Retiré el televisor de encima de la cómoda para intensificar su ejercicio espiritual, su reflexión acerca del verdadero lugar que me correspondía en su vida; pero decidí que un poco de entretenimiento le vendría bien y comencé a leerle mis poemas preferidos. Laura siempre había rechazado a Walt Whitman. Era el momento idóneo para que aprendiera a apreciar la belleza de sus versos. Al terminar, le pedía que manifestara sus impresiones y, demostrando lo efectivo de mis enseñanzas, respondía con un hilo suave de voz que despertaba en mí el deseo. Entonces, me acercaba a ella y la besaba, primero con dulzura, para desatar poco a poco mi fuerza en una danza donde el aire era su cuerpo.  Mis manos y mi boca se deslizaban dibujando figuras que se colaban por los espacios que el yeso dejaba al descubierto. Laura, mientras tanto, cerraba los ojos y apretaba los labios, pero ya no protestaba, ya no miraba echando fuego por los ojos, ya no me daba manotazos con el único brazo libre que le quedaba.
Conseguí mi objetivo en tan sólo dos meses. Mi esposa se había convertido en una dulce mujer que esperaba a su marido, que aceptaba su opinión y sus decisiones, sabiendo que nadie mejor que él podría darle lo que ella precisaba.
Por eso, no entendí cuando le dijo al doctor: “De aquí no salgo hasta que hable con una trabajadora social”. A continuación, le pidió que me expulsara de la consulta y, aunque protesté, me sentía tan aturdido que accedí a dejarlos solos.

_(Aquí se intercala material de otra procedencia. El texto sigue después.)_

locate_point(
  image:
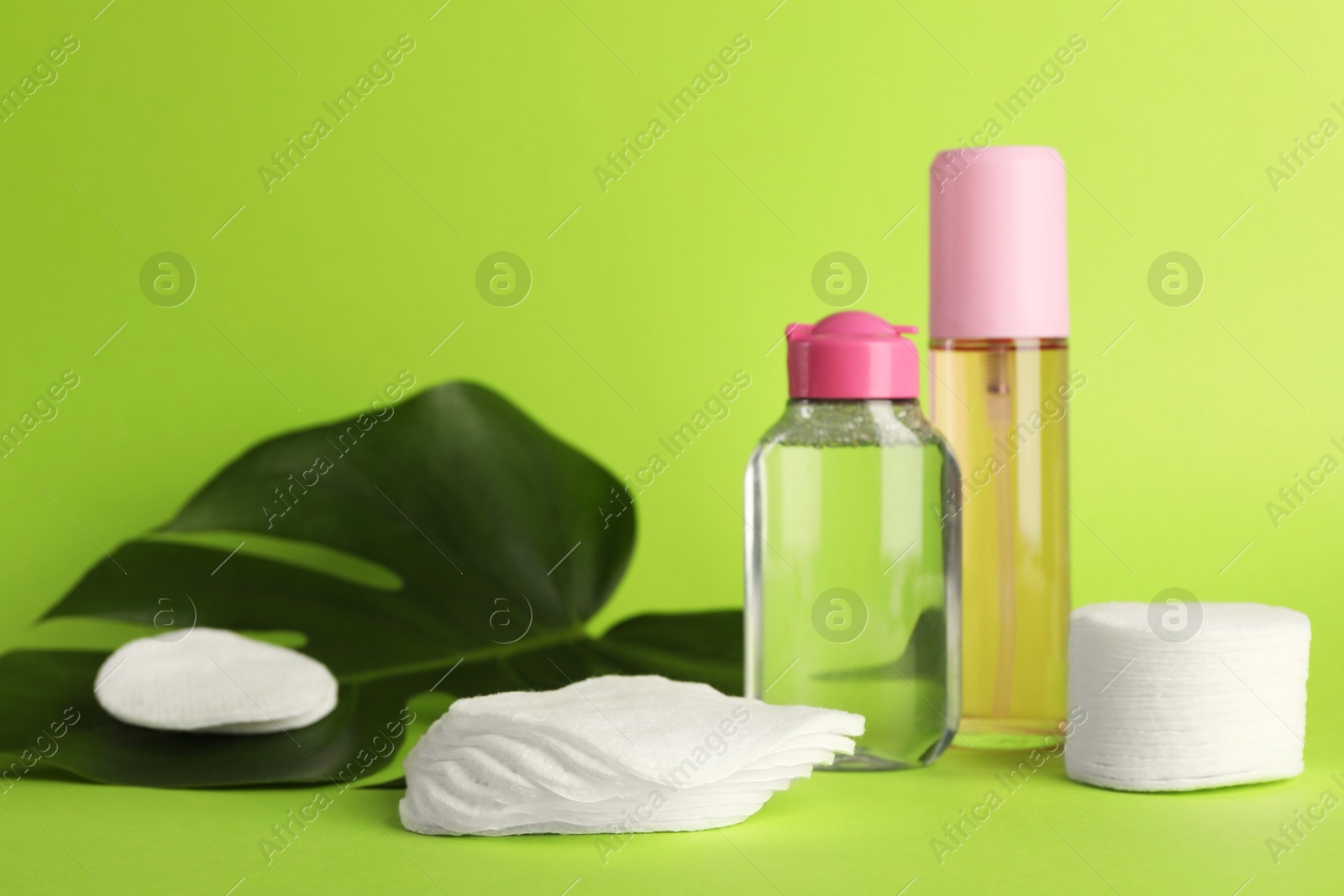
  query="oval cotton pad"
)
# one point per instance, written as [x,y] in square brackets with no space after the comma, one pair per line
[617,754]
[214,681]
[1226,705]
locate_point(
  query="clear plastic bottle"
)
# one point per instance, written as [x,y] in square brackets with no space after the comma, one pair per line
[853,547]
[1000,390]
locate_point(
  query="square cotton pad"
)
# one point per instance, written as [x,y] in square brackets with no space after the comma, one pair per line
[617,754]
[1163,711]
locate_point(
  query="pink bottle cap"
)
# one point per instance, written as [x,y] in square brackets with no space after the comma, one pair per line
[853,355]
[998,253]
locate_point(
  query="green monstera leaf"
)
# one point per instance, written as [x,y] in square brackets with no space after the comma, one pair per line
[494,544]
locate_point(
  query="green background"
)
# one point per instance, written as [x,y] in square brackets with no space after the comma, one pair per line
[645,298]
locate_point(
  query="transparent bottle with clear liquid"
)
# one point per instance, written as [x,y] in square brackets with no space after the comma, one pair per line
[853,546]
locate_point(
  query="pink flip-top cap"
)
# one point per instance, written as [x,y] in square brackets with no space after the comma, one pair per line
[853,355]
[998,253]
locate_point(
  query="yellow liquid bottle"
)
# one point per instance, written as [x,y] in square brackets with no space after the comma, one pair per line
[1001,405]
[999,394]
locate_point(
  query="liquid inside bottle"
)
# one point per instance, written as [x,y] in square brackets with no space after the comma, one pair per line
[1003,407]
[853,574]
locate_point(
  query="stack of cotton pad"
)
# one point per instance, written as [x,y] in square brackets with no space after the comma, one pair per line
[612,755]
[214,681]
[1223,705]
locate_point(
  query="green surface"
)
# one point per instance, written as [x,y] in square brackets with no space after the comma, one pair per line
[645,298]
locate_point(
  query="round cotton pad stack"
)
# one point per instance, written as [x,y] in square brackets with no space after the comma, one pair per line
[1222,701]
[612,755]
[214,681]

Más tarde, la trabajadora social se dirigió a mí para hacerme saber la verdad: Laura me había engañado, había simulado dulzura en la voz, paciencia y comprensión. Supo esconder la vileza que me descubrió su denuncia. En ella, alegó denegación de auxilio y malos tratos.
He colocado su fotografía en la pared de mi celda y le hablo todos los días. Soy un buen hombre, sé esperar y perdonar. Pronto volveremos a estar juntos y, esta vez sí, Laura comprenderá quién soy yo.


Nota: Este cuento fue seleccionado, para su publicación, en el 2º Concurso de Relato Breve Bohodón Ediciones.